I've seen mentions of studies floated around: that false news is more likely to be believed by some people than others, for instance. This just reinforced to me that I was missing narratives. It means that there are entire groups of public narratives that look daft and angry and destructive to me because I don't have matched narratives for them. In fact, my narratives encourage me to debunk them and criticise them and resize them. I've seen this narrative differential in the Middle Ages. Not as marked for our medieval evidence is mainly literary and the society itself wasn't, but enough to make it clear that stories count. So many men would have stayed at home and not crusaded without a certain type of saints' tale and the chanson de geste. This has been so clear to me for a while that, when asked by various people (because of my interesting past) what they can do personally to change the current situation, I always say "Use your writerly power to cahnge the narratives." Sometime they see instantly what they can do (on social media, for instance) and sometimes we talk longer. Still, I was hampered by not having seen enough narratives personally to understand the problem.
I'd love to say that I'm hampered no longer, but I know where to look, at least. I've been browsing in the book sales and I'm reading some Tamil pulp. And that's where a slab of the missing narratives lie. They were never going to have been actually missing. They had to be major. They include things like daytime soaps and tabloids.
I don't know why I didn't think of pulp. Maybe it's because, in Australia, there's a nice intellectual move to bring back pulp. Except it's not really pulp, it's a revisited thoughtful homage to it. It's pulp resized...
Tamil pulp is real pulp. There is a mixture of melodrama and everyday that entirely ties the voters to those who shout the messages.
I suspect that there are many, many sources of these narratives, and that the access we have to the cultures of our ancestors through the marvels of modern media reinforces some of them.
Someone must be studying this and, when I'm ready, I'll hunt out the studies and find out how it all fits together. My thought of the day is how relieved I am that it *does* fit together. Of course, it doesn't make this world of ours a gentler and kinder place, but at least I can understand why the unkindness is so sharp right now and why a whole heap of people in a large number of countries seem convinced that they need to hurt themselves and their friends by taking quite specific political action.
We still need more robust narratives to change the world. But it helps me deal when I can see where the complexities come from. It's not the false news: it's the people who see it as authentic news because of the way its expressed fits the news narratives they've been taught to accept through the political narratives they've been taught to expect... through their reading.
I have two volumes of translated Tamil pulp. It's going to be good for me.
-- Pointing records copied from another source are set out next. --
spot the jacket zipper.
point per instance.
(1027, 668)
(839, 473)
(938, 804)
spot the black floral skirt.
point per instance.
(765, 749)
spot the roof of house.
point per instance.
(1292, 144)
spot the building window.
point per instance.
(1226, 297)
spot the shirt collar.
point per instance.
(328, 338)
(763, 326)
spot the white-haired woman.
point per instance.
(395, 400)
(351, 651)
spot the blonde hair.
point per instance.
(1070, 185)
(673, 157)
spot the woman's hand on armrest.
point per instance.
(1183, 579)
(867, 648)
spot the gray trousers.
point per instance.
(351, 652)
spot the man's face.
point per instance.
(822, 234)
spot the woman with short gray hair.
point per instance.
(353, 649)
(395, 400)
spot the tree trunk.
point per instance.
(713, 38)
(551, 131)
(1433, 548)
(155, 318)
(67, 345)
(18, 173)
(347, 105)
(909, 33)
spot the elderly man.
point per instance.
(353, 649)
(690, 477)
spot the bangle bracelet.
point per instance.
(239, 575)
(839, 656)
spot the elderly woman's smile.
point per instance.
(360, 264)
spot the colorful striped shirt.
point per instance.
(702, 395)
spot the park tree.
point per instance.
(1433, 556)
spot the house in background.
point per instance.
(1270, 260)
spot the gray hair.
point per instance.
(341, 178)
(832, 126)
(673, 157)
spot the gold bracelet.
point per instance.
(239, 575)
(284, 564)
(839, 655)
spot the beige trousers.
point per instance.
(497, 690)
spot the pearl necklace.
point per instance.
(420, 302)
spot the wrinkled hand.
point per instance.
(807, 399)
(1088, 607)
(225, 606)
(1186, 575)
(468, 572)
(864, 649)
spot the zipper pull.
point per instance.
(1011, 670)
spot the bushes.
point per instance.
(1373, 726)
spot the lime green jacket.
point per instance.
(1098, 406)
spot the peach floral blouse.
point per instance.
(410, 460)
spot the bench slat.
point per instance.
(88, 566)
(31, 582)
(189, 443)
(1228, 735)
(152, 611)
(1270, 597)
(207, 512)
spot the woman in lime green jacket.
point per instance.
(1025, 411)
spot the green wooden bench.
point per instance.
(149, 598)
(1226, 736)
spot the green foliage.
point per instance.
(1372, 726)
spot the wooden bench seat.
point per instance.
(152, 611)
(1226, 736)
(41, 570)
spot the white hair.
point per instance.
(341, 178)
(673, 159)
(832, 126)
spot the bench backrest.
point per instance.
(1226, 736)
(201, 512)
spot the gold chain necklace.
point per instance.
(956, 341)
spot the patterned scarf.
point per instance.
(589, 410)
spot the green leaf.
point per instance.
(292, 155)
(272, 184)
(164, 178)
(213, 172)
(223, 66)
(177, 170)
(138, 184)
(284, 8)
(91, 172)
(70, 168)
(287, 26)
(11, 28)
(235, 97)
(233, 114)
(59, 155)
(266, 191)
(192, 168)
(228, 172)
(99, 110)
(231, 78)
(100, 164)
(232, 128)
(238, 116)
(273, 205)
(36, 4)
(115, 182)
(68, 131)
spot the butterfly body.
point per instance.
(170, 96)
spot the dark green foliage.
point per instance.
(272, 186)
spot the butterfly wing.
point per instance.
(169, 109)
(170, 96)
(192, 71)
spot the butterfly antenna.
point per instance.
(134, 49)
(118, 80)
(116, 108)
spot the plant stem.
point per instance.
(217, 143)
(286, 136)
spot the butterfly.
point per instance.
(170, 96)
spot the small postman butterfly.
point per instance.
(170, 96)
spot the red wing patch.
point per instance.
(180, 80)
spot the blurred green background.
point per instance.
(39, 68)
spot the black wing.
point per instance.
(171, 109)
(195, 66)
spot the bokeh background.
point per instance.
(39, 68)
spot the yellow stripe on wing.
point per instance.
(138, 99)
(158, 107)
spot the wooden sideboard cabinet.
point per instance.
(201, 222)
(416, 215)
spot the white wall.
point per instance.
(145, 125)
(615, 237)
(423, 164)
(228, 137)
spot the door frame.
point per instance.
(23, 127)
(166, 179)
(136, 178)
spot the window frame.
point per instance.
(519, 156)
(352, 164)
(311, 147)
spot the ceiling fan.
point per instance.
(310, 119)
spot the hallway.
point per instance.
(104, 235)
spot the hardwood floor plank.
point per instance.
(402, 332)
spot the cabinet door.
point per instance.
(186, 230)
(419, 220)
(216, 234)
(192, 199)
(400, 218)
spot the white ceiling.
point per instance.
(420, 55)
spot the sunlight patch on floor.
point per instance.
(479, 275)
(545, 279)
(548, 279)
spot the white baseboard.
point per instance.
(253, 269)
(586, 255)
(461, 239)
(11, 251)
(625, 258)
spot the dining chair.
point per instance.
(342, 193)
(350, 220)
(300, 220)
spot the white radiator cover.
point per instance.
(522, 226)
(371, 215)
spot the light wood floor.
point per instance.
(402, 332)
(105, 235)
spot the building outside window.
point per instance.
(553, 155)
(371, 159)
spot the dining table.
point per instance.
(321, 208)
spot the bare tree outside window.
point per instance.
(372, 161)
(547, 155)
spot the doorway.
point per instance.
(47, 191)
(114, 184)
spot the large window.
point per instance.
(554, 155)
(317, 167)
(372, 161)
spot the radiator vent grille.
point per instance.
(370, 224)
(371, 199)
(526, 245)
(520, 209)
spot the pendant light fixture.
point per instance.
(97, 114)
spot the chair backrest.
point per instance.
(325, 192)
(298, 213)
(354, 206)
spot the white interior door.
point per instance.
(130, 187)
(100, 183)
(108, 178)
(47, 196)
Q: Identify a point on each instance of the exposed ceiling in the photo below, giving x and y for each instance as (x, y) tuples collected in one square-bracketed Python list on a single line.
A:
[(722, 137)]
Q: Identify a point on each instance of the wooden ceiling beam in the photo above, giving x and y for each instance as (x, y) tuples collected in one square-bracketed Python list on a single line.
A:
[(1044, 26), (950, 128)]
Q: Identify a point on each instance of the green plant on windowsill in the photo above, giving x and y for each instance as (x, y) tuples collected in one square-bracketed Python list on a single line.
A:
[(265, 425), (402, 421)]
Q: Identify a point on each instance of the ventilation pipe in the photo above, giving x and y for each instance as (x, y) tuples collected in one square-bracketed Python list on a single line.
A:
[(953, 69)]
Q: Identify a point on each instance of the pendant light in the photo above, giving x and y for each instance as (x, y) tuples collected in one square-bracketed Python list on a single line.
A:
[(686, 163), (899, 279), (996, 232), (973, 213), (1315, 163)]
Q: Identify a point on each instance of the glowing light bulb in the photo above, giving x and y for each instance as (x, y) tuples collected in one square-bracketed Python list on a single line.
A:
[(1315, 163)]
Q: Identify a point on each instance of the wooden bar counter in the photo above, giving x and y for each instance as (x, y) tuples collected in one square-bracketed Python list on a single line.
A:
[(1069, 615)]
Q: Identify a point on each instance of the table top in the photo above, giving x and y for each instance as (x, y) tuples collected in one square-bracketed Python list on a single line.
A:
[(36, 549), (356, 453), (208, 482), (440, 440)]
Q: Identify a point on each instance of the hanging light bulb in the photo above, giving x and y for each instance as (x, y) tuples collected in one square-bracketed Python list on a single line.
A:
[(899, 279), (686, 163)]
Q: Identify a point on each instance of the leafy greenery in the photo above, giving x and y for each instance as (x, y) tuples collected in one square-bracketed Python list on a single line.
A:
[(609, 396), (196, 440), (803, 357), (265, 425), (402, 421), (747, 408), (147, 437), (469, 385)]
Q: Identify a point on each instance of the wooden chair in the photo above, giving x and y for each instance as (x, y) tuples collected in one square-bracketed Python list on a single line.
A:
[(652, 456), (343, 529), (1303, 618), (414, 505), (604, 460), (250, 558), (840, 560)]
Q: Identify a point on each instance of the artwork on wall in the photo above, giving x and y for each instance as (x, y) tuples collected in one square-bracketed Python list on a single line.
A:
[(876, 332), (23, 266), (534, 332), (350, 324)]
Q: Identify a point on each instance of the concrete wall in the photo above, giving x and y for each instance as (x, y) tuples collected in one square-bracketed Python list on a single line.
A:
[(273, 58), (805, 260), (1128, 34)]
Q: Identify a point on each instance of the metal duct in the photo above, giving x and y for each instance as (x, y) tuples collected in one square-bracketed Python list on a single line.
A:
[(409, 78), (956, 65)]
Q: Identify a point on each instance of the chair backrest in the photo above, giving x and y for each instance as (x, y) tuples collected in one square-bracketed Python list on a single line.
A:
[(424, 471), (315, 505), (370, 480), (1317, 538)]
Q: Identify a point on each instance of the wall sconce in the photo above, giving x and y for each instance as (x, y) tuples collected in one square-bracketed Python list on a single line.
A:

And I admit, it was a choice between these and the Australian equivalent, which (if the book sales are telling me what I think they are) were James Patterson, much erotica, and Westerns.
I needed to read these two volumes anyhow: the insights are a bonus. Another bonus from them is that I think I'll expand this idea and talk about it for my patrons. Show them how a Tamil pulp story led me to this point.
In the meantime, though, I have to work on fiction, for there's a lot of fiction to work on. This isn't the strange novel - this is an old new novel ie it's for Satalyte, which means, unless it's so horrendous that my editor screams and tears his hair, you'll see it in print sooner or later. Later if I spend my time here rather than there!